In China, where I lived for 10 years, retail was not as accessible and hence, when e-commerce cape along, it was embraced with open arms. Imagine also millions of disillusioned white collar workers stuck in a job they hate, pushing paper and now window shopping online. E-commerce was came at the perfect timing and place.
Now, back to my online business in Singapore.
So, many customers have asked about retail presence and we went about hunting for that.
We found retail to be expensive, like super expensive! Brands would be paying on average 30-50% of the product price just to be on the shelves. On top of that there would be additional logistic cost, joint marketing cost, etc.
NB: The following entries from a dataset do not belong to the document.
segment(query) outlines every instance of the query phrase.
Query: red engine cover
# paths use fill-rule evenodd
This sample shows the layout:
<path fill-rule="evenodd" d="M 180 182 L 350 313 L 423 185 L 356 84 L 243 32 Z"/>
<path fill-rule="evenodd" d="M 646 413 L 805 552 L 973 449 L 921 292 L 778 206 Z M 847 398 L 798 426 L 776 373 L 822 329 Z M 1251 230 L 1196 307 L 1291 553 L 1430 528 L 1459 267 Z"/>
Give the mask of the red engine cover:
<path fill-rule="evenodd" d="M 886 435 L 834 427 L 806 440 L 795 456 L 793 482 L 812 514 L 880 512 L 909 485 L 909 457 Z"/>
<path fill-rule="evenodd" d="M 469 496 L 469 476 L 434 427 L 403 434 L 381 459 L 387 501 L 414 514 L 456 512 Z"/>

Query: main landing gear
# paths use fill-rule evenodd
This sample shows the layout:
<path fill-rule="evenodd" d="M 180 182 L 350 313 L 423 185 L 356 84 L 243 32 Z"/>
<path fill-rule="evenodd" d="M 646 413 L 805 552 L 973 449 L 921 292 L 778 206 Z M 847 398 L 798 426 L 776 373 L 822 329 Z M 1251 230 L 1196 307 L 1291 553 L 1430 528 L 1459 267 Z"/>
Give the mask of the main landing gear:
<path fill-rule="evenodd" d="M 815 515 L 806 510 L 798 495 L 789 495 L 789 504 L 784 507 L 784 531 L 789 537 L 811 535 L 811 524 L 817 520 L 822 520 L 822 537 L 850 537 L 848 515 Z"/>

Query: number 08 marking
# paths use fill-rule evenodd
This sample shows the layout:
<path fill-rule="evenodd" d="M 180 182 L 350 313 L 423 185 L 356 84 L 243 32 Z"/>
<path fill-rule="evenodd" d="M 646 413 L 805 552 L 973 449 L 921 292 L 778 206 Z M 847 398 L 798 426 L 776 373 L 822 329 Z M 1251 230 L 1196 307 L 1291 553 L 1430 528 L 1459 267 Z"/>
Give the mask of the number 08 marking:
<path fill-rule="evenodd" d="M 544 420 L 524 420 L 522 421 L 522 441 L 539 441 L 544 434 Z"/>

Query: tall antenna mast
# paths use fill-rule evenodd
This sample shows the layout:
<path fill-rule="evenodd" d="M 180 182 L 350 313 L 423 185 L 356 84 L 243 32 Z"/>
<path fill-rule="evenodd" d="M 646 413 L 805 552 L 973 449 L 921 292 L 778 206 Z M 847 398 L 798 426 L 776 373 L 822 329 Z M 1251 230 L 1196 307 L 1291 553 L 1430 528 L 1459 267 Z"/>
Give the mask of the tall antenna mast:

The brands returns are minimal.
The retail outlet outlets are average.
The landlords of the malls benefit the most.
What’s the point of retail then, when brands can sell direct to customer and transfer that savings to them as discounts or free shipping?
You might argue that the 30-50% listing fee can be treated as marketing cost, as you get brand exposure. Well, that percentage is too high and inefficient. Malls and retail are passive modes of marketing, whereby you wait for customers to come to you, rather than you going out to find the right audience. So, if the retail outlet is unable to bring in traffic through their own efforts then retail is, IMO, a waste of time.
However, retail works in some instances. It works when brands need customer to experience the product or the brand. Learning to cook, teaching how to use a product.
For example, my wife and I recently bought a Thermomix, and the process to buy one was through a cooking class. You wouldn’t be able to buy one if you did not participate in a cooking experience. We were brought through the process of cooking a range of dishes from soup, buns, vegetables, dessert and drink. All within a span of 2 hours. Hence, we experience the power of cooking with a Thermomix, and the speed and convenience it brought into our life.
So, if it’s just the regular product you have been using over and over again, do you really need to scrutinise it again in person, in retail?